Senate debates

Thursday, 22 June 2017

Bills

Productivity Commission Amendment (Addressing Inequality) Bill 2017; Second Reading

11:27 am

Photo of David LeyonhjelmDavid Leyonhjelm (NSW, Liberal Democratic Party) Share this | Hansard source

I rise to oppose Labor's Productivity Commission Amendment (Addressing Inequality) Bill 2017. This bill would require the Productivity Commission to prepare five-yearly reports on the effects of inequality. A saving grace of this is that this requirement is not loaded with an assumption that inequality is bad and the government should counter inequality. The Productivity Commission would hopefully measure the things that matter to people, how equally these things are distributed and the effect of this distribution.

Some people want more money, more goods and services and more assets, so the commission would measure inequality in these things and assess the effects of such inequality. But consumption is not all that matters to people. Inequality is found in many areas of life. Some people at death's door just want to survive, while others with poor health just want to be able to enjoy everyday life. The lonely among us long for friends, meaningful relationships and family. Many yearn to have children. Some people long to find meaningful employment and have fulfilling careers. Some people are tired of carrying the tax burden for others. Some just want a bit of respect. Some people have a spiritual gap in their lives and some people wish they were better looking or still had hair on their heads. Good luck to the Productivity Commission if it has to measure and assess inequality with respect to all of this. Given the problems confronting the governments of Australia, this exercise does not strike me as the best use of the Productivity Commission's time.

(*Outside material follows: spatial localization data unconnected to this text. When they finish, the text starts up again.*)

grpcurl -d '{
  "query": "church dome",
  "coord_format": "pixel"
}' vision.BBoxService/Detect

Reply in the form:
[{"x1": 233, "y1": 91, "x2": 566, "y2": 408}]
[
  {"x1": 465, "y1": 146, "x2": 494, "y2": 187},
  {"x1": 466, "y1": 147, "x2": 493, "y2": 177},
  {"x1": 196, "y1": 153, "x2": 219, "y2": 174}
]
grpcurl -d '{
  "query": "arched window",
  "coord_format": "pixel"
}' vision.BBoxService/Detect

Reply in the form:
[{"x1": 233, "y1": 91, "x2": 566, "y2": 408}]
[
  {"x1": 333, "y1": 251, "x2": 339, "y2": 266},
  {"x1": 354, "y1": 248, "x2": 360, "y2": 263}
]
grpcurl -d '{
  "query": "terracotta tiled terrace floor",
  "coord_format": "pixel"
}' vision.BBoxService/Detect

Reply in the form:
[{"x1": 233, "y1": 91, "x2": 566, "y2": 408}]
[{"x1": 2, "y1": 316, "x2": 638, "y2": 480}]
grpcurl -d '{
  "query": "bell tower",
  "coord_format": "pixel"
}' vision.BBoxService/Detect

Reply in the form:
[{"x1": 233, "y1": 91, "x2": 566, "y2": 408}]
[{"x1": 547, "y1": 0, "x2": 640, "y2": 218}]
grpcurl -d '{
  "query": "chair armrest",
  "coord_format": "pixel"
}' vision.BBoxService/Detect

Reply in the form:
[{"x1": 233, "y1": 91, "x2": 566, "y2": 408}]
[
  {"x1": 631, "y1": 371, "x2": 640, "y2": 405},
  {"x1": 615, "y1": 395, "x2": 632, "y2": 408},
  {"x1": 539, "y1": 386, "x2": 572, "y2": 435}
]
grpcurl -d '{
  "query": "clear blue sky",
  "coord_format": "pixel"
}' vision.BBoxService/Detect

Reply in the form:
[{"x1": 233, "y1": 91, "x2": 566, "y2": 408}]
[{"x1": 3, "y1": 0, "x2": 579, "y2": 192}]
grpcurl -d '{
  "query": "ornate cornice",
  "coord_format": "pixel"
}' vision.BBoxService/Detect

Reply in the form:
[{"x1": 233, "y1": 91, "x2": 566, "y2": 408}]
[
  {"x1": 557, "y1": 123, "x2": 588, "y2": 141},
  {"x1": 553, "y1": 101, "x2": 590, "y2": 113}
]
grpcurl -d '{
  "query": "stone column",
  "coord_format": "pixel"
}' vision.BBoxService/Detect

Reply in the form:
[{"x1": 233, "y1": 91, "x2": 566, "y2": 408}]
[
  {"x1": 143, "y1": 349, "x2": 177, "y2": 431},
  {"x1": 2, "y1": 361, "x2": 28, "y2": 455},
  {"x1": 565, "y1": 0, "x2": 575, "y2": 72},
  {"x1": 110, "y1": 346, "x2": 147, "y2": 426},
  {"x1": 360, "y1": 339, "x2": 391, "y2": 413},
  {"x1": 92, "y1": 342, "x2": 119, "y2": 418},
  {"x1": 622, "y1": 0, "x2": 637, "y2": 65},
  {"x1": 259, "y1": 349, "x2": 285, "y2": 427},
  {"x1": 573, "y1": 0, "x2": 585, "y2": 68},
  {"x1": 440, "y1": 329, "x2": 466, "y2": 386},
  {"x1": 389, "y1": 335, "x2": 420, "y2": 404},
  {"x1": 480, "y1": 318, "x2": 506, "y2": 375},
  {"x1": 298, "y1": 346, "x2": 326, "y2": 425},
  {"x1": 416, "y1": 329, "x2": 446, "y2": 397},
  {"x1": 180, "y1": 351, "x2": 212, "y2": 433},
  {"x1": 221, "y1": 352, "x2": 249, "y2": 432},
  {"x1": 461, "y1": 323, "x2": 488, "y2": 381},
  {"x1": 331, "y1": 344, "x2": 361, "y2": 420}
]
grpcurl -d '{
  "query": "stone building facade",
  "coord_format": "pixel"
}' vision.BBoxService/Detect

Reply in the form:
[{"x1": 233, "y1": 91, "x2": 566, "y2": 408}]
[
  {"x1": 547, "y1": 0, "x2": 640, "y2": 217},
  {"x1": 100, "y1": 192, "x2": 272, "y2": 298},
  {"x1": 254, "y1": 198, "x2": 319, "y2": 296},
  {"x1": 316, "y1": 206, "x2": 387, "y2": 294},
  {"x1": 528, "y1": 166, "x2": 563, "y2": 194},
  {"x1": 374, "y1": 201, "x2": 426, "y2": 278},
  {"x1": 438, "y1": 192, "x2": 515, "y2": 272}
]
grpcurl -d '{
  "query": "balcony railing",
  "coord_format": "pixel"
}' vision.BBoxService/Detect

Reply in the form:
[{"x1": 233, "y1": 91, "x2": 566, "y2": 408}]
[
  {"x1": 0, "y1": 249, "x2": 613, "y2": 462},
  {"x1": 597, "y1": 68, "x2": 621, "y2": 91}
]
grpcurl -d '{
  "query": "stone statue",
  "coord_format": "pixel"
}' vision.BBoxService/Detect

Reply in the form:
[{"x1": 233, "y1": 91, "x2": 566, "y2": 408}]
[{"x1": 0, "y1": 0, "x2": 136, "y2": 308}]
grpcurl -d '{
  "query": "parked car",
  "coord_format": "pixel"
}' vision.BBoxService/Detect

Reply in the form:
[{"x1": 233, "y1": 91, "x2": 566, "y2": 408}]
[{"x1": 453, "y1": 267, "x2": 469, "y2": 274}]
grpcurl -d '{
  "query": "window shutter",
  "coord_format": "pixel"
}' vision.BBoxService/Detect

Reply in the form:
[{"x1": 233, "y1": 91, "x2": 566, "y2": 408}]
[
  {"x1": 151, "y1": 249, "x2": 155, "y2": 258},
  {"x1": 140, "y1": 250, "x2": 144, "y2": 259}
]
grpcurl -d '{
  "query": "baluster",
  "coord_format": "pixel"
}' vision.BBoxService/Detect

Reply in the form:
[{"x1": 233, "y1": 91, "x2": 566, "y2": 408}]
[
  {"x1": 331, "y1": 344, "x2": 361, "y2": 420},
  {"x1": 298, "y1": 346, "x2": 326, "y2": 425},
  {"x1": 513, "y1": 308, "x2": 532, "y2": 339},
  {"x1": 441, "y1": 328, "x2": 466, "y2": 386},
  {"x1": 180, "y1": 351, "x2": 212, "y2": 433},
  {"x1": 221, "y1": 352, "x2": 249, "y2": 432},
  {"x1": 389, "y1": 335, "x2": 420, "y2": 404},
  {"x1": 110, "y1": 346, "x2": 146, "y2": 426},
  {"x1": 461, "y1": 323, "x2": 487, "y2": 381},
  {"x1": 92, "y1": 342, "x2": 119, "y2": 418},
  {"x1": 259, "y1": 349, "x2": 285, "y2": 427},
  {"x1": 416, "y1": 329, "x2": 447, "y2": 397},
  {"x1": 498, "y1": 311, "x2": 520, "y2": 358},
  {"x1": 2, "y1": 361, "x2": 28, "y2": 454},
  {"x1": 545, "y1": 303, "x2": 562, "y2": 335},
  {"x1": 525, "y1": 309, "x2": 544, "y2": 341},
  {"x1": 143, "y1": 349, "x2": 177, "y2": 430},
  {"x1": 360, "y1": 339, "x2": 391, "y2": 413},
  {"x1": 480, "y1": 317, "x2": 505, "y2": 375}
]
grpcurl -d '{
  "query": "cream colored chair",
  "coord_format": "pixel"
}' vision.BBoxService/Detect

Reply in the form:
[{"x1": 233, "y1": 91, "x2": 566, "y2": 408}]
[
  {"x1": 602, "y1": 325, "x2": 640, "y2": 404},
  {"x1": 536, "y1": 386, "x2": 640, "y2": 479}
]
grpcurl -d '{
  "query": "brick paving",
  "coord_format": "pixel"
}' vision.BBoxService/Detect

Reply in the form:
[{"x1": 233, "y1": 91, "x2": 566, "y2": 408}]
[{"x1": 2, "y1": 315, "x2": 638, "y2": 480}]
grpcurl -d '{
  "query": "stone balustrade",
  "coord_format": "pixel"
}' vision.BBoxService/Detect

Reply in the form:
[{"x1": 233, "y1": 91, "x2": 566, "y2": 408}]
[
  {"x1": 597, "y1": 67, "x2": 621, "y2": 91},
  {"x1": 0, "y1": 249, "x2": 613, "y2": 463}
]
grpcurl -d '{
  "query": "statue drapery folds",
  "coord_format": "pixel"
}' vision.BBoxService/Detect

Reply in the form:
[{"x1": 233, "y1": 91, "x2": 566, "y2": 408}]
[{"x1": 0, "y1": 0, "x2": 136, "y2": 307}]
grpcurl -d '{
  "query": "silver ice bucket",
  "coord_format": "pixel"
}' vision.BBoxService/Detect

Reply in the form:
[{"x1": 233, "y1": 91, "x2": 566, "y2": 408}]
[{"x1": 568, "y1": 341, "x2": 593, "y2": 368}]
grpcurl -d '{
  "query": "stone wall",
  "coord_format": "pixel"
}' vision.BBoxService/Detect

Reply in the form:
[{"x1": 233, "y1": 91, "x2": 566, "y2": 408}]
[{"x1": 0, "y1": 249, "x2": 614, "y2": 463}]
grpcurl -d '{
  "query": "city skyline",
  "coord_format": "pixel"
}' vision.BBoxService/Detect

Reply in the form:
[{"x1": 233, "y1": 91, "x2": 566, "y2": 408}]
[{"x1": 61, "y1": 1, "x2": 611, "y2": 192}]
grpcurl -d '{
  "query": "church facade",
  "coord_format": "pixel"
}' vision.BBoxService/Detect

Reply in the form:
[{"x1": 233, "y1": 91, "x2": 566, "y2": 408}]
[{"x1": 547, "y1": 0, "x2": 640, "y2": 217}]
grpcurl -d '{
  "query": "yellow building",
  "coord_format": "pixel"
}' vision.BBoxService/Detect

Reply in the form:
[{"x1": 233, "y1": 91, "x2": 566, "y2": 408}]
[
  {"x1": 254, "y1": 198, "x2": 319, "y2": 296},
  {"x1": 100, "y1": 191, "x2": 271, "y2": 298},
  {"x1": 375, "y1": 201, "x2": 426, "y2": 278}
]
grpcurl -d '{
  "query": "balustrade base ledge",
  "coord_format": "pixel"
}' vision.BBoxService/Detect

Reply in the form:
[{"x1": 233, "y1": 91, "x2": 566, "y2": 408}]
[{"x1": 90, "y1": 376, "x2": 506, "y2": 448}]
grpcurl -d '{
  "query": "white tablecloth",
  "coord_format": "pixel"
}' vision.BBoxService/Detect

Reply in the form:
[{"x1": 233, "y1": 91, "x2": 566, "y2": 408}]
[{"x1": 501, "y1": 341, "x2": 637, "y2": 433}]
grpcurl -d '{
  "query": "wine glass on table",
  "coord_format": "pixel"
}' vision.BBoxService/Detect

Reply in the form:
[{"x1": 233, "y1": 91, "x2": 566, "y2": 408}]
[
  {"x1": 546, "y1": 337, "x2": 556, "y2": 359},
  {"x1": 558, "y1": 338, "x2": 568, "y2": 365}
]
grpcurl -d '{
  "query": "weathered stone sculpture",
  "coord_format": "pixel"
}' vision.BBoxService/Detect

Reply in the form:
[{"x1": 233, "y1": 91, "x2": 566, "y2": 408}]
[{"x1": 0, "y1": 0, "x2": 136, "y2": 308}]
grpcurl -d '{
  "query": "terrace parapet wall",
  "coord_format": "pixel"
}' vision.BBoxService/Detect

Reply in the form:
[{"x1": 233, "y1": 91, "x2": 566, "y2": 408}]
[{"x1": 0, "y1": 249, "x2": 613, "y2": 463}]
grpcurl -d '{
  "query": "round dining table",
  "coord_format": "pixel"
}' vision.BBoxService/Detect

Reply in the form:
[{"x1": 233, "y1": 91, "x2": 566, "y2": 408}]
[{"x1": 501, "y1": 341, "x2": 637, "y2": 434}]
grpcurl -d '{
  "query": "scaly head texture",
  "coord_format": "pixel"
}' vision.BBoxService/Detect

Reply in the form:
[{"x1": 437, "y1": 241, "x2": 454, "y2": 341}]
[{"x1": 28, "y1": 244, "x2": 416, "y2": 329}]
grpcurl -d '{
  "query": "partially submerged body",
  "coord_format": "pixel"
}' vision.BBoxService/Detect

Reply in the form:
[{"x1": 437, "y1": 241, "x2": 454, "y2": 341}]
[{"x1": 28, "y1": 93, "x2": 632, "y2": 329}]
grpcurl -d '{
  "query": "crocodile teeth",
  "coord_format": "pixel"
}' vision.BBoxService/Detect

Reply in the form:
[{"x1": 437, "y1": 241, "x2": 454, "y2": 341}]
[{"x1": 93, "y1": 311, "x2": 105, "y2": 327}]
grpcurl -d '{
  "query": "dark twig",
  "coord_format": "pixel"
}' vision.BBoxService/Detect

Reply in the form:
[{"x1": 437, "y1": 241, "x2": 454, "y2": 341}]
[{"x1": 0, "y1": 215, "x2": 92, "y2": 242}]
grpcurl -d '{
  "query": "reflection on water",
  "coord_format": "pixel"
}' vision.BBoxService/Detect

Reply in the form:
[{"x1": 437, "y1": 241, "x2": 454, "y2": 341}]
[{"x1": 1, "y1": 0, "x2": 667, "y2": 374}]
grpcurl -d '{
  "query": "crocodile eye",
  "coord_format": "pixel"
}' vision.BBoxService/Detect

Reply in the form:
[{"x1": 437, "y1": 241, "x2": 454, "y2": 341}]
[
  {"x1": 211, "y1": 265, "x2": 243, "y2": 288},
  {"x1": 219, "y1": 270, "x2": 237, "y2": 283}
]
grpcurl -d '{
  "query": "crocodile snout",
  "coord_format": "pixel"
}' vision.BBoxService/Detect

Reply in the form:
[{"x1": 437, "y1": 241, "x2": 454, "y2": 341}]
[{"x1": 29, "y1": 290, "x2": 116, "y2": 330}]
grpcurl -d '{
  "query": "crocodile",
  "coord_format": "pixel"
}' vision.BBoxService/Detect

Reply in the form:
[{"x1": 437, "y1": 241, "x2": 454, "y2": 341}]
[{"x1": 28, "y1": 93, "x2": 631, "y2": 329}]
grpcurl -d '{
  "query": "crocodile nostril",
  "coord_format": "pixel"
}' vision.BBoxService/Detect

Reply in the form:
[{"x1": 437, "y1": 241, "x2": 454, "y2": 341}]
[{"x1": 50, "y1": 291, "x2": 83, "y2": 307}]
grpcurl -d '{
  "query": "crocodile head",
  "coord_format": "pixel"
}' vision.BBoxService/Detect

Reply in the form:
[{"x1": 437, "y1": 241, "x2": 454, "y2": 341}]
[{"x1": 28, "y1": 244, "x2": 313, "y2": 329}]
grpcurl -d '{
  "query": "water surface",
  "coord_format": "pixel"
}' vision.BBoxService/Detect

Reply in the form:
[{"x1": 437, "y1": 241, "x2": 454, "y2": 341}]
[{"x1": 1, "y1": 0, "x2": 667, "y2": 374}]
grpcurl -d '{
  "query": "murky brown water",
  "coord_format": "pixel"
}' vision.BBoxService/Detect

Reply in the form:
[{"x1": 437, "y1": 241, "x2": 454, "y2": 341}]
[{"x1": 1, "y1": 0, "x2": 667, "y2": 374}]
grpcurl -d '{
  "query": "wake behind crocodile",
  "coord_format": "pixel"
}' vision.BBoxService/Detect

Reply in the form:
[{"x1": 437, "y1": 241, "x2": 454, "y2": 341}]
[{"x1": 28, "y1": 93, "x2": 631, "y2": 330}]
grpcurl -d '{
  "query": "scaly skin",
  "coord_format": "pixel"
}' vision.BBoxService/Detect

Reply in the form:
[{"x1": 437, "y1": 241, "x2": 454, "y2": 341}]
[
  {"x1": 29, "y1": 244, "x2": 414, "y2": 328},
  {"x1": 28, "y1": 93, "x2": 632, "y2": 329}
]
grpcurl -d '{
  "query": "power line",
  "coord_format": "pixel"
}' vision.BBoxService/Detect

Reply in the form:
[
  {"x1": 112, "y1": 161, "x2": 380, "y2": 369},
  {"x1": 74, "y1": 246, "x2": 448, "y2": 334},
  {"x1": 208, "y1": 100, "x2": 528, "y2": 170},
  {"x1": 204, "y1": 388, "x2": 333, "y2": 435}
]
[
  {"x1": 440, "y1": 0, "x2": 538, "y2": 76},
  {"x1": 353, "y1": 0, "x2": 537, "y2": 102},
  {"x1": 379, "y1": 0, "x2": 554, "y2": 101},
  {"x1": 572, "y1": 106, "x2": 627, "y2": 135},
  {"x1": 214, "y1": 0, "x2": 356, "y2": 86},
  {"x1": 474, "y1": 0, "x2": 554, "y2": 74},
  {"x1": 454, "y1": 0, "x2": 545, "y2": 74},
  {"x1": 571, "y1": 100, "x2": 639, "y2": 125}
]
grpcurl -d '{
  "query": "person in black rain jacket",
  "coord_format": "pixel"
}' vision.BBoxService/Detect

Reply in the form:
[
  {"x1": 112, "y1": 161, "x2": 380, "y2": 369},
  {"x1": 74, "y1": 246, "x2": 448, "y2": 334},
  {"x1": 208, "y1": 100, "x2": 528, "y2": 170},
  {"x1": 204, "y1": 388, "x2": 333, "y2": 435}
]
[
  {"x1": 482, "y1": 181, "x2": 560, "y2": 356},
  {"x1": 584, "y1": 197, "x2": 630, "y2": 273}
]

However, the critical component of the bill before the Senate today is a requirement on the Productivity Commission, in performance of all its functions, to have regard to the need 'to mitigate the negative effects of inequality on the Australian economy and the Australian community.' This requires the commission to accept, before it has done any investigation, that inequality has negative effects that should be mitigated. This undermines the usefulness of having an organisation where staff are tasked to gather evidence and come to their own conclusions.

As it happens, inequality does have negative effects, namely: envy. But the moral thing for the government in response to this envy is to do nothing. The role of government should not be to do whatever the median voter wants, which could very well be to seize the property of the minority. The role of government is to protect life, liberty and property and, more broadly, to do other beneficial things that businesses cannot profitably provide due to free riding. In other words, liberty should trump democracy. This is in the long-term interests of Australians, including the median voter.

Currently the bipartisan obsession with spending other people's money has us on a slow path to self-destruction. I urge parliamentarians, whenever they are thinking about spending more of other people's money, to consider what Australia will look like in decades ahead if such behaviour were to continue. Equality in poverty is not something we should aspire to.